It can take years of late-night navel gazing for a novelist to name a character — or it could come as quickly as an Internet auction on eBay.
Next month, Stephen King, Amy Tan, Lemony Snicket, Nora Roberts, Michael Chabon and 11 other best-selling writers will auction the right to name characters in their new novels. The profits will go to the First Amendment Project, whose lawyers have repeatedly gone to court to protect the free speech rights of activists, writers and artists.
“It feels a little scary for most writers because when you’re writing, you’re completely in charge — you can say this book is all mine, it’s my world,” said Chabon. “Whether giving over some of that has any monetary value or not, we’ll see.”
But bidders beware — most of the authors are clearly retaining creative control to use the names as they see fit.
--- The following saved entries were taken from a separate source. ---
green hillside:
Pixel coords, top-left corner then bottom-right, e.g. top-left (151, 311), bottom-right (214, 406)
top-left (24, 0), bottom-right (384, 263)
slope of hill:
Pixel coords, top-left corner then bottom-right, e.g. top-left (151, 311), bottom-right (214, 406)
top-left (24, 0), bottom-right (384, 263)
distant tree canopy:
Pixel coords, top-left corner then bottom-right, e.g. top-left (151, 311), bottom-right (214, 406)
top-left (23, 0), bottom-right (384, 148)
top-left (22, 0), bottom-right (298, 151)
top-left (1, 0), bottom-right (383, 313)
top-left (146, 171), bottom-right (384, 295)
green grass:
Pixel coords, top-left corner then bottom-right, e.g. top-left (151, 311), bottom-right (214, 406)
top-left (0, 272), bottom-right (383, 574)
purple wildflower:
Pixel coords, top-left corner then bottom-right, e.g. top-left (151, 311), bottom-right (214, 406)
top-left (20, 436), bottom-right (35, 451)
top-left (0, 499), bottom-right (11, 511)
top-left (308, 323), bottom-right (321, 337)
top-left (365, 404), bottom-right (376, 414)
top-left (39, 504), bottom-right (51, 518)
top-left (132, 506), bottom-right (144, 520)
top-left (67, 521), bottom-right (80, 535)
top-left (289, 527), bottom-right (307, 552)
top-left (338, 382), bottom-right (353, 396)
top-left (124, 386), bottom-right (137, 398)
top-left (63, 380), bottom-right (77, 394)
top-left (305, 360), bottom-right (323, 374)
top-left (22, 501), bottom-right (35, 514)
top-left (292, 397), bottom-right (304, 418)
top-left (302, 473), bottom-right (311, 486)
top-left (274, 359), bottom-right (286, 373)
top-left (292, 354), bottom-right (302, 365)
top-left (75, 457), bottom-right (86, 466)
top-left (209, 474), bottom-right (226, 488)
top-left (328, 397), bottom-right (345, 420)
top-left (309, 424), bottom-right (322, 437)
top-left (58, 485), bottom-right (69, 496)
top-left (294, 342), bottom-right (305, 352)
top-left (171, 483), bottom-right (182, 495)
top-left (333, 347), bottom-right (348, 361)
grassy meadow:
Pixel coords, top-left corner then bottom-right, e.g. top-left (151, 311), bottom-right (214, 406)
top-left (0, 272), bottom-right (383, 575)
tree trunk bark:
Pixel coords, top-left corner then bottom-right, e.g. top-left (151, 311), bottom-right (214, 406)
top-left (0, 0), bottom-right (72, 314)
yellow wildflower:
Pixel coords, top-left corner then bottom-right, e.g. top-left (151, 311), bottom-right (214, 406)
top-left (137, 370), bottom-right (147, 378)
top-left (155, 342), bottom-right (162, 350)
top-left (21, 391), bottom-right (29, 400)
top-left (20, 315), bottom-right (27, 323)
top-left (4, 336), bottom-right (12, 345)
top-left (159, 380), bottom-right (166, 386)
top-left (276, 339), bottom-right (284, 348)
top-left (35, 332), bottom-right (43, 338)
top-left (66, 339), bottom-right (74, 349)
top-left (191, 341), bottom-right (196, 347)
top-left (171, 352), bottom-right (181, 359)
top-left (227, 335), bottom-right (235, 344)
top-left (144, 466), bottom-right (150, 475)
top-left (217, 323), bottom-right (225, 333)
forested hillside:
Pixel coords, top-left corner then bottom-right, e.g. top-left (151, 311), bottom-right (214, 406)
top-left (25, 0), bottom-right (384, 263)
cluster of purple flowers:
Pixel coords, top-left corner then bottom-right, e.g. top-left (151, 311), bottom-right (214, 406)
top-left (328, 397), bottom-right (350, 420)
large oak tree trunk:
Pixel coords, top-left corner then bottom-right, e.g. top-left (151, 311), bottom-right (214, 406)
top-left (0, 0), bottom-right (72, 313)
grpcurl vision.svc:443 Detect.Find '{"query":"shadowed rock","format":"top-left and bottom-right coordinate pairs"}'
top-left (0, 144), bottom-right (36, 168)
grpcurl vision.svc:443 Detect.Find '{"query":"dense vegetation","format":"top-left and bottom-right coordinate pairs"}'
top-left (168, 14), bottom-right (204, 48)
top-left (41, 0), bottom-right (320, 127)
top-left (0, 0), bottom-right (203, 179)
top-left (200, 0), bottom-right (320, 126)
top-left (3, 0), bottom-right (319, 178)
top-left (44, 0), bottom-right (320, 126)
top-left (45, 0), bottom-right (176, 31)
King says the highest bidder will get to name a character in a new zombie novel he describes as being “like cheap whisky ... very nasty and extremely satisfying.” Cult comic author Neil Gaiman will let his top buyer select the name for a gravestone. Andrew Sean Greer promises the winner may choose the name of a “coffee shop, bar, corset company or other business in another scene,” but only “should it suit the author.”
John Grisham is one of only a handful promising to portray the top bidder’s chosen name “in a good light.”
Brainchild of Neil GaimanOn Sept. 1, eBay Giving Works, the site’s dedicated program for charity listings, will go live with the electronic auction. For the next 25 days, anyone with an Internet connection can bid 24 hours a day to insert names into their favorite writers’ heads. The event’s organizers say they believe it will fetch well over the nonprofit First Amendment Project’s goal of $50,000.
The benefit was the brainchild of Gaiman, who approached Chabon with the idea when he heard the group was running out of money. It will now constitute the single-largest fund-raising event for the First Amendment Project, whose legal staff will gratefully leverage the goodwill of authors willing to help keep its doors open. Other writers include Dave Eggers, Dorothy Allison, Peter Straub, ZZ Packer, Jonathan Lethem, Rick Moody, Ayelet Waldman, Andrew Sean Greer and Karen Joy Fowler.
“It’s nice when people say they want to raise money for you,” said David Greene, executive director of the First Amendment Project, which was founded in 1994. “Because it was brought to us by the writers, it was even more special.”
Greene said that money raised by the auction will go to support the organization’s pro bono work representing clients being sued over free speech, free press and freedom of expression. One such case, over whether a high school student’s angry poetry constituted a “criminal threat,” recently went before the California Supreme Court.
Board member Chabon, who won the 2001 Pulitzer Prize for “The Amazing Adventures of Kavalier & Clay,” said his own work would be meaningless without the freedoms afforded under the First Amendment.
“I don’t think anything else can be hopeful or accomplished if you have the fear that you will get arrested or prosecuted or censored,” he said. “I saw a cry for help. So it was my goal to try to get writers whose work and whose name would be meaningful to the greatest number of people.”
Snicket, who will let the top bidder determine an utterance by Sunny Baudelaire in his upcoming 13th installment of his “Series of Unfortunate Events,” said he holds the First Amendment dear because “the only trouble I should get in for my writing is the trouble I make myself.”
His only caveat: The meaning of the utterance may be slightly “mutilated.”